Jovens pensam como jovens; jovens vivem como jovens; e jovens tem sim competência para administrar um país jovem. Somos 30% do eleitorado brasileiro e devemos fazer valer esse número na representação pública. Nós que nascemos na era da internet, na era da diversidade, na era de uma nova forma de se fazer política temos que apoiar uns aos outros. Aos poucos nossa geração vem percebendo a importância de participar dos processos políticos, mas exigimos que sejam processos limpos, éticos e comprometidos. Para isso, renovação total, sangue novo! 

É hora da juventude assumir o Brasil. É hora da juventude brasileira chamar para si a responsabilidade pela transformação social, econômica e até mesmo humana. Vamos eleger jovens como nós, vamos mostrar que não somos o futuro, somos o presente do Brasil, somos o Brasil. No próximo domingo, nas eleições municipais, mesmo que você não seja jovem de idade – mas sim de ideias – vote em um jovem, assuma a sua responsabilidade!

NEM PRESIDENTA, NEM PRESIDENTO

(Imagem: Fabio Rodrigues Pozzebom/Agência Brasil)

A Presidência da República não é um  partido político, não é uma empresa privada, não é um órgão público, tampouco é uma pessoa. A Presidência da República é uma instituição. O Congresso Nacional é uma instituição. O Supremo Tribunal Federal é uma instituição. E o Brasil é um país que se utiliza dessas instituições para funcionar, representar e defender os interesses de seu povo (ou pelo menos deveria). Se tem algo que esse processo de impeachment confirmou, é que nada em todo esse sistema está funcionando, nenhuma instituição está cumprindo seu papel e nenhum lado do muro está verdadeiramente ao lado do Brasil.

Não é mais uma questão de golpe ou Constituição. Não é mais uma questão de “que lado do muro você está? Da democracia ou da luta?”. Os dois lados se utilizaram de um golpe quando lhes foi conveniente e os dois lados se utilizaram da democracia constitucional quando também lhes foi conveniente. E enquanto essa política de conveniência corria solta em todo o território nacional, a população estava mais preocupada em discutir qual o gênero mais correto para a palavra Presidente (ou seria Presidenta?). E agora 12 milhões de brasileiros estão desempregados. 60 milhões não conseguem pagar suas contas. E 200 milhões ficaram a deriva de um sistema saturado que sempre vai arrebentar para o lado do mais fraco, seja em 1992 ou em 2016.

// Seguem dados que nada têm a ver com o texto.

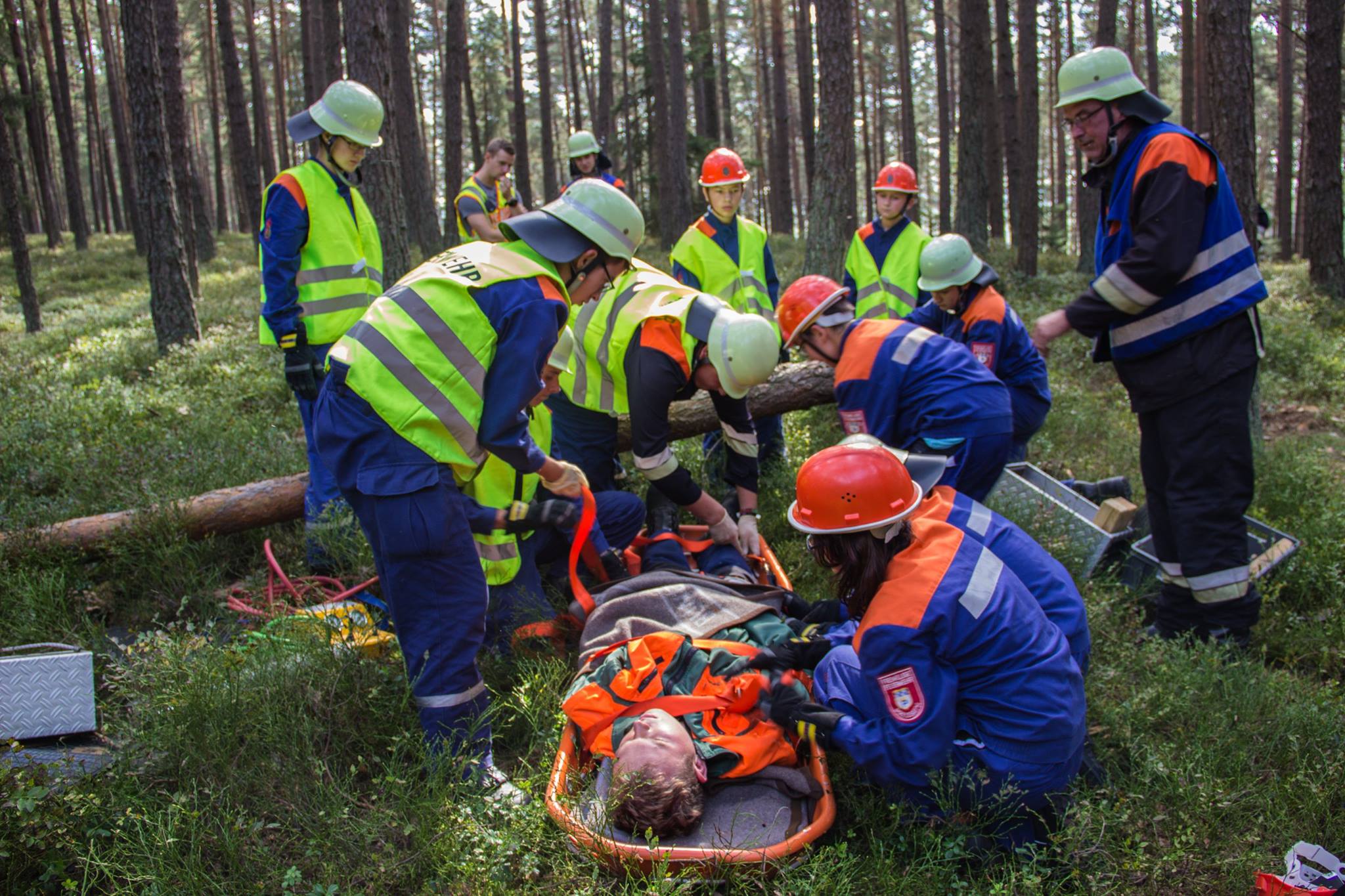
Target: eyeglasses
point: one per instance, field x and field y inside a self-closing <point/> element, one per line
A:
<point x="1078" y="121"/>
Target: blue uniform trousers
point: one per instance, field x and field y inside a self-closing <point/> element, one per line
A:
<point x="431" y="576"/>
<point x="322" y="492"/>
<point x="621" y="515"/>
<point x="1020" y="816"/>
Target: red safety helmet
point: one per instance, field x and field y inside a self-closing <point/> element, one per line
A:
<point x="805" y="301"/>
<point x="896" y="177"/>
<point x="852" y="488"/>
<point x="722" y="167"/>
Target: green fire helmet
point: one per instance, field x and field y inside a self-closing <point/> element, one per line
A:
<point x="347" y="109"/>
<point x="583" y="142"/>
<point x="947" y="261"/>
<point x="590" y="214"/>
<point x="744" y="350"/>
<point x="560" y="358"/>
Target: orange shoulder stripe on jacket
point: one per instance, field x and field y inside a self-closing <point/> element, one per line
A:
<point x="291" y="184"/>
<point x="665" y="335"/>
<point x="989" y="305"/>
<point x="861" y="349"/>
<point x="914" y="576"/>
<point x="1181" y="150"/>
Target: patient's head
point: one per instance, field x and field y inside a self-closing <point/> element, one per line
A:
<point x="657" y="777"/>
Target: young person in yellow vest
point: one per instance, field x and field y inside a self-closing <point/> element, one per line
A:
<point x="436" y="377"/>
<point x="521" y="530"/>
<point x="588" y="160"/>
<point x="884" y="259"/>
<point x="728" y="257"/>
<point x="487" y="198"/>
<point x="650" y="341"/>
<point x="322" y="263"/>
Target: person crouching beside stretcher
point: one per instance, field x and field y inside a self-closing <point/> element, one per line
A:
<point x="953" y="668"/>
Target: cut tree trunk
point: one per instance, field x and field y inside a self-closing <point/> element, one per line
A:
<point x="248" y="507"/>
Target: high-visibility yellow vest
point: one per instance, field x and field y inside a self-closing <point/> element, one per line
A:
<point x="474" y="190"/>
<point x="420" y="354"/>
<point x="341" y="268"/>
<point x="603" y="331"/>
<point x="892" y="292"/>
<point x="740" y="282"/>
<point x="498" y="485"/>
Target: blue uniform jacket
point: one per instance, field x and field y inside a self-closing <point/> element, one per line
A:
<point x="954" y="647"/>
<point x="282" y="238"/>
<point x="902" y="383"/>
<point x="726" y="238"/>
<point x="986" y="324"/>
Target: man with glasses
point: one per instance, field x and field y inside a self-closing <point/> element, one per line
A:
<point x="322" y="263"/>
<point x="1173" y="307"/>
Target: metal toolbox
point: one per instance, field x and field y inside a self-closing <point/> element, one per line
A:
<point x="46" y="689"/>
<point x="1060" y="519"/>
<point x="1268" y="547"/>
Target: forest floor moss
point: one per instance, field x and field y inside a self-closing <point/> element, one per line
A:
<point x="286" y="769"/>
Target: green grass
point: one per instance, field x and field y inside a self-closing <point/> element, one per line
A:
<point x="284" y="769"/>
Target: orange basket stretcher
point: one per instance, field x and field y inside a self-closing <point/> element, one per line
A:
<point x="573" y="770"/>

O mais triste disso tudo é o custo Brasil. O preço que teremos de pagar para recolocar o país nos eixos. Uma democracia tão recente não deveria passar por dois processos de impedimentos presidenciais. O mérito a ser discutido não é o da correta ou não aplicação desse artigo constitucional, mas sim em como é que chegamos a esses fatos tão extremos.

Os pactos pela governabilidade a qualquer custo; o pensamento individualista-partidário; votar no candidato que mais paga cesta-básica ou tanque de combustível; a institucionalização da corrupção, desde o cafezinho do policial até o Conselho Administrativo da Petrobras. Esse é o custo Brasil, esse é o sistema que nos colocou onde estamos. E esse é o sistema contra o qual lutamos.

O velho formato de se fazer política precisa ser substituído por uma nova forma de se fazer política. O senso crítico em nossa sociedade precisa ser discutido e reestabelecido. 513 deputados federais, 81 senadores e 1 presidente não levaram o nosso país a essa falência institucional. Eles fazem parte dos 200 milhões de brasileiros, nós fazemos parte disso. Nós somos tão responsáveis quanto, nós os elegemos (e não tem nem dois anos)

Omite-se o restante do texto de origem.